Esta comporia uma subdisciplina interna à História como campo disciplinar, e estaria
preocupada com a “formação, conteúdo e efeitos da consciência histórica”
(BERGMANN apud CERRI, p. 109). Assim tomada, a didática da história não se
reduziria à metodologia de ensino, mas também seria pesquisa, que se realiza no seio
da realidade social e assumiria uma postura propositiva na hora do ensino; isso
acabaria por contribuir para o retorno social dos investimentos feitos na História, uma
vez que os pesquisadores, através mesmo da pesquisa de professores, estariam mais
alertados sobre as “demandas de sentido” que a dinâmica histórica produz em dado
momento.
***
Uma pergunta que sempre faço-me durante a leitura de qualquer que seja o
texto: em qual mundo a visão desse autor faria sentido sem que fosse solapada por
outras formas de enxergar as coisas, o mundo e os homens? Apesar da diferença
entre o conceito de consciência histórica em Ariès e Gadamer, construção, e em
Rüsen e Agnes, imanente, na sociedade ela acaba por impor-se prática e eticamente
como proposições que levem à transformação social; para os dois primeiros essa
transformação estaria no sentido de possibilitar o desenvolvimento da consciência
histórica aos que não a possuem; nos outros dois, por reconhecerem a multiplicidade
do saber histórico, logo de diferenciadas consciências históricas, a transformação se
daria por proposições que sejam consensuais, não um resgate dos alienados como
soaria nos primeiros, mas a definição consensual e intencional dos desdobramentos
do saber histórico dominante ou que se assumirá dominante (pergunto-me,
consensual e intencional quanto a quem? Pois no seio social, precipuamente nos
espaços públicos oficiais, a hegemonia do saber histórico acadêmico assume uma
postura clara de violência simbólica, nos termos de Pierre Bourdieu, até mesmo
prática quanto aos outros saberes e os sujeitos que os produzem).

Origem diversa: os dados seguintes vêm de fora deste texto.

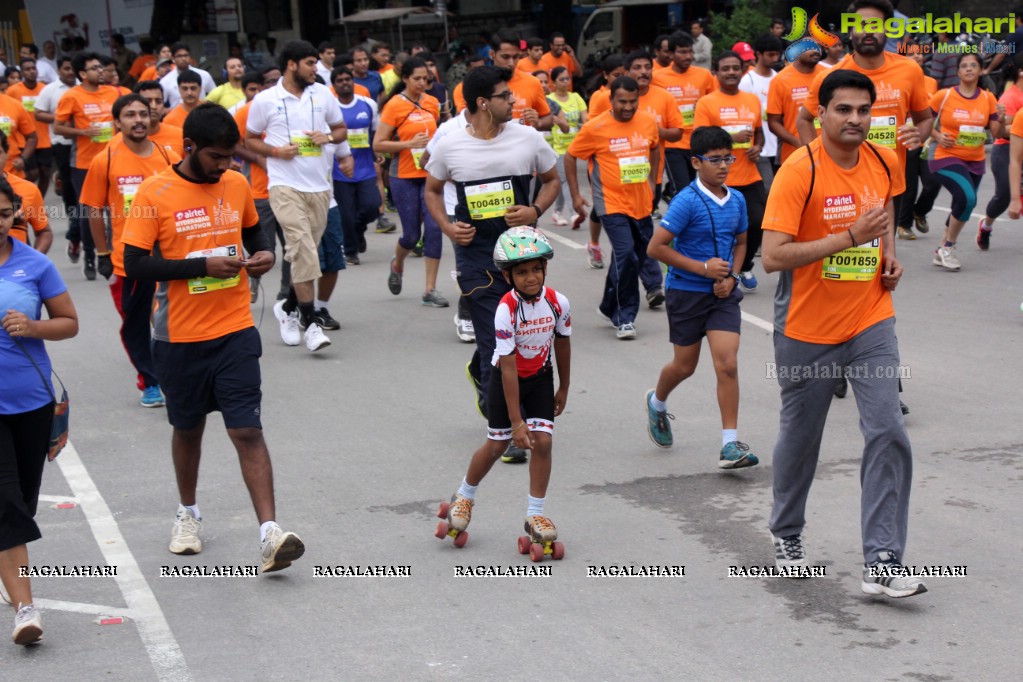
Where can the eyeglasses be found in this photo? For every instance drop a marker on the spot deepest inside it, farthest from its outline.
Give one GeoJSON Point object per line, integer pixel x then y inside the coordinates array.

No que Cerri traz de Rüsen e Agnes em seu artigo, a consciência histórica seria
consequência de se estar num mundo histórico e do próprio sujeito humano ser
histórico e por conseguir projetar-se nos três sentidos do tempo, o que instauraria uma
necessidade de significação constante do estar-no-mundo, uma vez que uma das
consequência da consciência é a intencionalidade e o agir humano sempre seria
atravessado por algum grau desta. Com isso temos historicidade, consciência
histórica e significação, os três interagem e são constantes na existência humana
independentemente do espaço-tempo. Há algo que se deixou passar nas
considerações sobre historicidade e que me parece permitir habilitar também o
conceito de consciência histórica enquanto construção sem se cair na implicância de
considerar outros indivíduos ou sociedade alienados: aceitamos, atualmente e em
bom número, que tudo na existência humana sofre da história, ou melhor, do princípio
de historicidade, assim o é e foi em todas as épocas que o ser humano esteve. Por
outro lado, se tudo na existência humana sofre de historicidade, na prática, aquilo que
vem à consciência histórica como sendo histórico nem sempre é o mesmo. Em
diferente épocas há coisas que se admite ou não históricos, assim como Gadamer
parece-me que só recentemente tudo o que existe passou a ser tomado como
atravessado pela historicidade. Rüsen traduz isso como a “forma” histórica que algo
geral, a consciência histórica, toma. Ainda assim, não soa-me incorreto falar de
“tomada de consciência” da historicidade de algumas coisas ou abertura da forma da
consciência histórica para coisas que antes não se davam a ela, assim não sendo
consideradas históricas ou parte da consciência histórica; parece-me que são a essas
coisas que, de forma muito mais restrita do que acredito ser, Rüsen chama “tradição”.